Spaces:
Sleeping
A newer version of the Gradio SDK is available: 6.13.0
title: Omnibin
emoji: ⚡
colorFrom: pink
colorTo: yellow
sdk: gradio
sdk_version: 5.29.0
app_file: app.py
pinned: false
license: mit
short_description: A Python package for generating comprehensive binary classi
Omnibin
A comprehensive Python package for generating detailed machine learning evaluation reports with visualizations, confidence intervals, and statistical analysis. Supports binary classification, regression, segmentation, object detection, and text generation (radiology reports) tasks with a focus on healthcare applications.
Try it Online
You can try Omnibin directly in your browser through our Hugging Face Space.
Installation
pip install omnibin
Features
Report Types
| Report Type | Use Case | Key Metrics |
|---|---|---|
| Binary Classification | Disease diagnosis, risk prediction | AUC-ROC, AUC-PR, Sensitivity, Specificity, PPV, NPV |
| Regression | Continuous value prediction (e.g., tumor size, survival time) | MAE, RMSE, R², Bland-Altman analysis |
| Segmentation | Medical image segmentation (tumors, organs) | Dice Score, IoU, Hausdorff Distance, Surface Distance |
| Detection | Lesion/nodule detection | mAP, FROC Score, Precision-Recall at various IoU |
| Text Generation | Radiology report generation | BLEU, ROUGE, METEOR, BERTScore, GREEN, RadFact, CRIMSON |
Common Features
- Comprehensive PDF reports with multiple visualizations
- 95% confidence intervals via bootstrapping
- Multiple color schemes (Default, Monochrome, Vibrant)

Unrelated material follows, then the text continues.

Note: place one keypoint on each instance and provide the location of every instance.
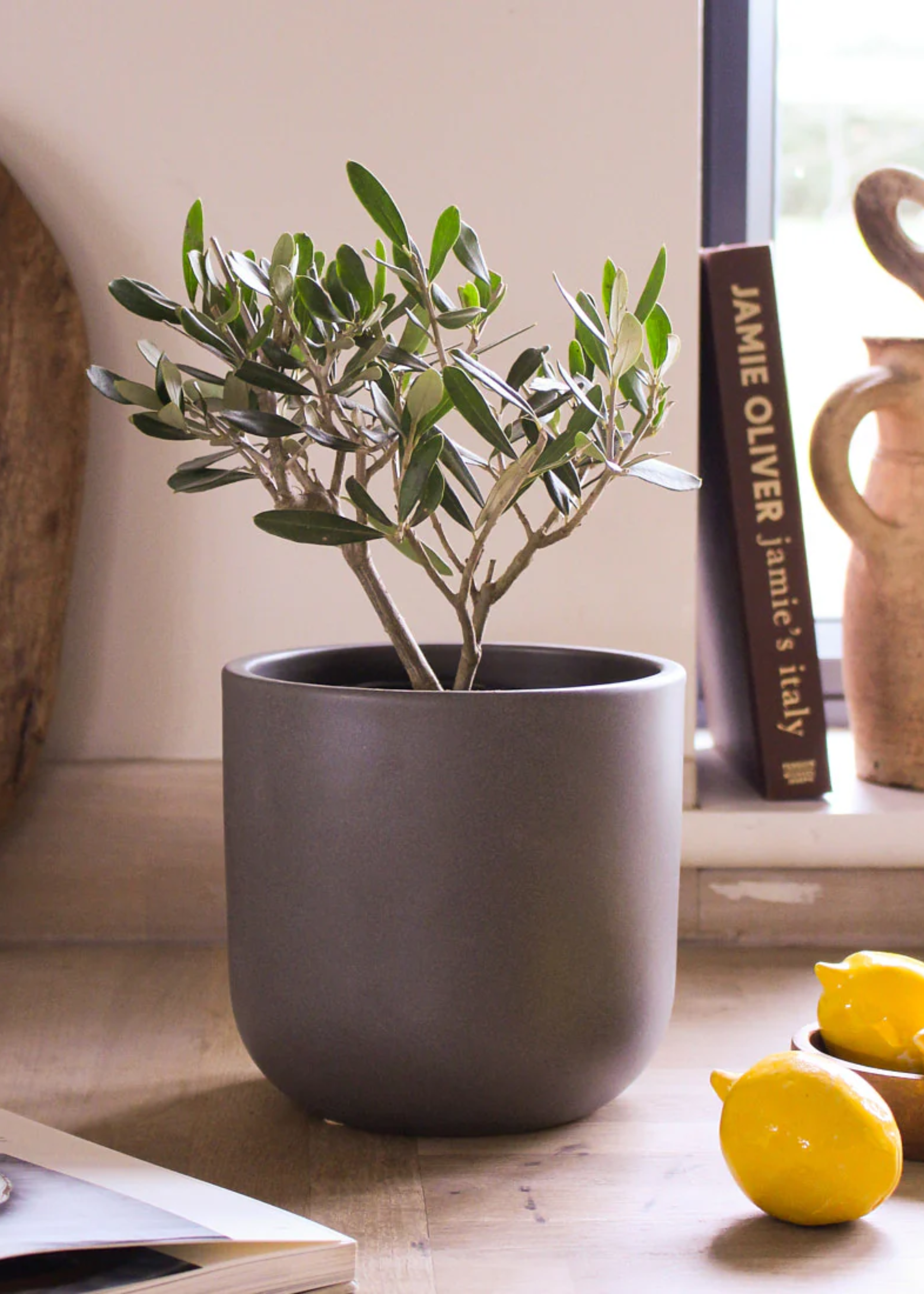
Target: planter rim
(666, 672)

- Reproducible results with random seed control
- Healthcare-optimized metrics (Bland-Altman, FROC, etc.)
Usage
Binary Classification
import numpy as np
from omnibin import generate_binary_classification_report, ColorScheme
# Your data
y_true = np.array([0, 1, 1, 0, 1, ...]) # Binary labels
y_scores = np.array([0.2, 0.8, 0.9, 0.1, 0.7, ...]) # Predicted probabilities
report_path = generate_binary_classification_report(
y_true=y_true,
y_scores=y_scores,
output_path="classification_report.pdf",
n_bootstrap=1000,
random_seed=42,
dpi=300,
color_scheme=ColorScheme.DEFAULT
)
Metrics Included:
- Accuracy, Sensitivity (Recall), Specificity
- Positive/Negative Predictive Value (PPV/NPV)

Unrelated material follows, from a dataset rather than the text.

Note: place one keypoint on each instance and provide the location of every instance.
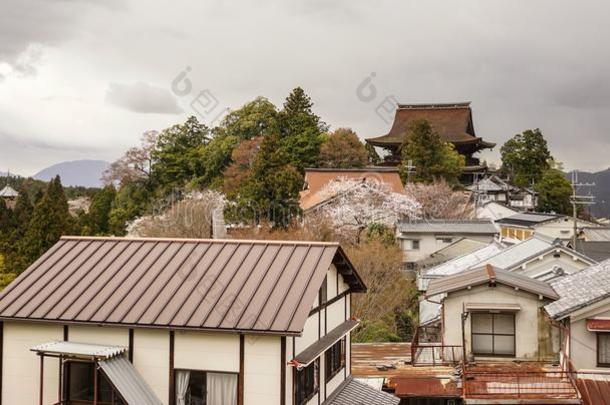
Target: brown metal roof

- Matthews Correlation Coefficient (MCC)
- F1 Score, AUC-ROC, AUC-PR
Visualizations:
- ROC and Precision-Recall curves with confidence bands
- Metrics vs. threshold plots
- Confusion matrix at optimal threshold
- Calibration plot
- Prediction distribution
Regression
import numpy as np
from omnibin import generate_regression_report, RegressionColorScheme
# Your data
y_true = np.array([10.5, 20.3, 15.2, ...]) # Actual values
y_pred = np.array([11.2, 19.8, 14.9, ...]) # Predicted values
report_path = generate_regression_report(
y_true=y_true,
y_pred=y_pred,
output_path="regression_report.pdf",
n_bootstrap=1000,
random_seed=42,
dpi=300,
color_scheme=RegressionColorScheme.DEFAULT
)
Metrics Included:
- Mean Absolute Error (MAE)
- Mean Squared Error (MSE), Root MSE (RMSE)
- R² and Adjusted R²
- Mean Absolute Percentage Error (MAPE)
- Explained Variance
- Normalized RMSE, CV-RMSE
Visualizations:
- Scatter plot with regression line
- Residual plots (vs. predicted, histogram)
- Q-Q plot for normality assessment
- Bland-Altman plot (essential for medical agreement studies)

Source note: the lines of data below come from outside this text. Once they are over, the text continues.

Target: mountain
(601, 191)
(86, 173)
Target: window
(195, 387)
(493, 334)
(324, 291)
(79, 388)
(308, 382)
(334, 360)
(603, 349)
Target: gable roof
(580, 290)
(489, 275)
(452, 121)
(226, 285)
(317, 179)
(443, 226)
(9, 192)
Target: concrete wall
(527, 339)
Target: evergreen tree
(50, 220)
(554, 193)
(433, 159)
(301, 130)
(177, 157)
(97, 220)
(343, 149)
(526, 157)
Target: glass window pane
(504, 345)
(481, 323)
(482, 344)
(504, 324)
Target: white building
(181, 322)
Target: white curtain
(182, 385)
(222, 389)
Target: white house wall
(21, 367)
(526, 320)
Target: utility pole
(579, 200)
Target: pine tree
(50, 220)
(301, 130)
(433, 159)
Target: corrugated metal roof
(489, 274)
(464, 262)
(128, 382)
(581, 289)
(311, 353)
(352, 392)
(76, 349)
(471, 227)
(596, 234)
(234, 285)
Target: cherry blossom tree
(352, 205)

- Error distribution histograms
- Prediction intervals
Segmentation
import numpy as np
from omnibin import generate_segmentation_report, SegmentationColorScheme
# Your 2D or 3D segmentation masks
y_true = np.load("ground_truth_mask.npy") # Binary mask
y_pred = np.load("predicted_mask.npy") # Binary mask
report_path = generate_segmentation_report(
y_true=y_true,
y_pred=y_pred,
output_path="segmentation_report.pdf",
n_bootstrap=500,
random_seed=42,
dpi=300,
color_scheme=SegmentationColorScheme.DEFAULT
)
Metrics Included:
- Dice Score (Sørensen–Dice coefficient)
- IoU / Jaccard Index
- Pixel Accuracy
- Sensitivity and Specificity
- Precision (PPV)
- Volumetric Similarity
- Hausdorff Distance (and 95th percentile)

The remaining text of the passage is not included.